Trio will ride their bamboo bicycle built for three through Sumner Tuesday as part of a 65-city, 100-day, 13,000-mile tour to end world hunger.

A group of three 60-year-old West Virginia Lutheran pastors and best friends are on a “mission from God.” The trio will ride their bamboo bicycle built for three through Sumner Tuesday as part of a 65-city, 100-day, 13,000-mile tour to end world hunger.

The pastors hope to raise $5 million for the ELCA World Hunger and Disaster Appeal.

“We are just three guys who like to ride bikes, being used by God for a wonderful purpose,” said the Rev. Reinold Schlak Jr., a pastor with the Evangelical Lutheran Church in America.

Schlak’s two friends, the Rev. Frederick A. Soltow Jr. and the Rev. David A. Twedt, are also pastors with ELCA congregations.

The three will arrive in Sumner about 1 p.m. and ride the Foothills Trail from Puyallup to South Prairie, then back to Sumner Library on Fryar Avenue. At 6 p.m., they’ll ride to Edgewood for a potluck dinner at Mountain View Lutheran Church.

Schlak said they chose a bamboo bicycle “because people in Ghana are lifting themselves out of poverty by harvesting locally-grown bamboo and forming it into bicycle frames and attaching the necessary bike parts.”

The triplet-bamboo bicycle designed for the pastors is the first of its kind.
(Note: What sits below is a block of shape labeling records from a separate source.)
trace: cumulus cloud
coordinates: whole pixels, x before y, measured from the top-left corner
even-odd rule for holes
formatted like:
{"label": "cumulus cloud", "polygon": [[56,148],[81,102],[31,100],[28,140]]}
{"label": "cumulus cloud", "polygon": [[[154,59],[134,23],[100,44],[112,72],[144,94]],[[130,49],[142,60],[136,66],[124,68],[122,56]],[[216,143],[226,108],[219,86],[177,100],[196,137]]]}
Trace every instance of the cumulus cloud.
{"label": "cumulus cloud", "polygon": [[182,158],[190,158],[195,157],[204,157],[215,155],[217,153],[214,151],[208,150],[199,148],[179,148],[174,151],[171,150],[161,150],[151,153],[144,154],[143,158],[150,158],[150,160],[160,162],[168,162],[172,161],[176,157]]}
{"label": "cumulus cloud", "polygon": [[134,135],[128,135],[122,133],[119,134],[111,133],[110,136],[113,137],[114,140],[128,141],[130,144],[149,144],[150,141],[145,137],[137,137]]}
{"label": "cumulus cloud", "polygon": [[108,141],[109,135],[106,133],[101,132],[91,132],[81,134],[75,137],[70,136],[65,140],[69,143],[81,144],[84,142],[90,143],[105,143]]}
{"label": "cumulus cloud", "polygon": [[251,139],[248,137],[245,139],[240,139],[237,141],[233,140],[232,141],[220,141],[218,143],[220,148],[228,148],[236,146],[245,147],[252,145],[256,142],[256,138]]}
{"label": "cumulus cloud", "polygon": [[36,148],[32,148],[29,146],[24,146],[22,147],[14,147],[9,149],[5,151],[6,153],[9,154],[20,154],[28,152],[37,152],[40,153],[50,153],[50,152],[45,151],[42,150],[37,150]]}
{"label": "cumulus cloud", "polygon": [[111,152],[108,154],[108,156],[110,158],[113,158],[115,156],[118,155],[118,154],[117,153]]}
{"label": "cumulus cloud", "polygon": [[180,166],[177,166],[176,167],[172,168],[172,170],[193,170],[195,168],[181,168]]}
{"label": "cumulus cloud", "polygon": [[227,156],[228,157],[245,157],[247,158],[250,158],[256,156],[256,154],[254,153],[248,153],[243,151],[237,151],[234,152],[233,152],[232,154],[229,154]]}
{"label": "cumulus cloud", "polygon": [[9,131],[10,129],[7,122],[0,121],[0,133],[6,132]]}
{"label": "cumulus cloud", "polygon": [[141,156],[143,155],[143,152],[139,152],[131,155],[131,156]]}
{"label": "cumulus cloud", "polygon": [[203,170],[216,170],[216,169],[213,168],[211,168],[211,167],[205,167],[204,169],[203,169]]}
“Cycling is the most advanced transportation a lot of hungry people can afford,” Schlak said. “Whether it is a modern American city or a small village in Africa, many people ride bikes because they cannot afford a vehicle with a motor.”

Calling their journey the “Tour de Revs,” the pastors’ mission and goal is threefold – revelation, revolution and revenue.

“We want to support the church in communicating our God-given opportunity and responsibility to provide for those less fortunate, so that all may have adequate nutrition to sustain life and wholeness,” said Schlak about its revelation goal.

The journey will also stress the need for Lutherans to take a personal responsibility for health and wellness, he said.

The second goal is revolution – to stimulate the 65 synods of the ELCA and the 10,448 congregations to formulate and implement realistic plans to eradicate hunger, and to make wellness a higher priority in the church.

Soltow said Tour de Revs is allowing him “to fulfill his call, which is proclaiming the message of Jesus as witnessed in Scripture.

“We are called to feed the hungry, clothe the naked, visit the sick and work for justice and righteousness,” he said.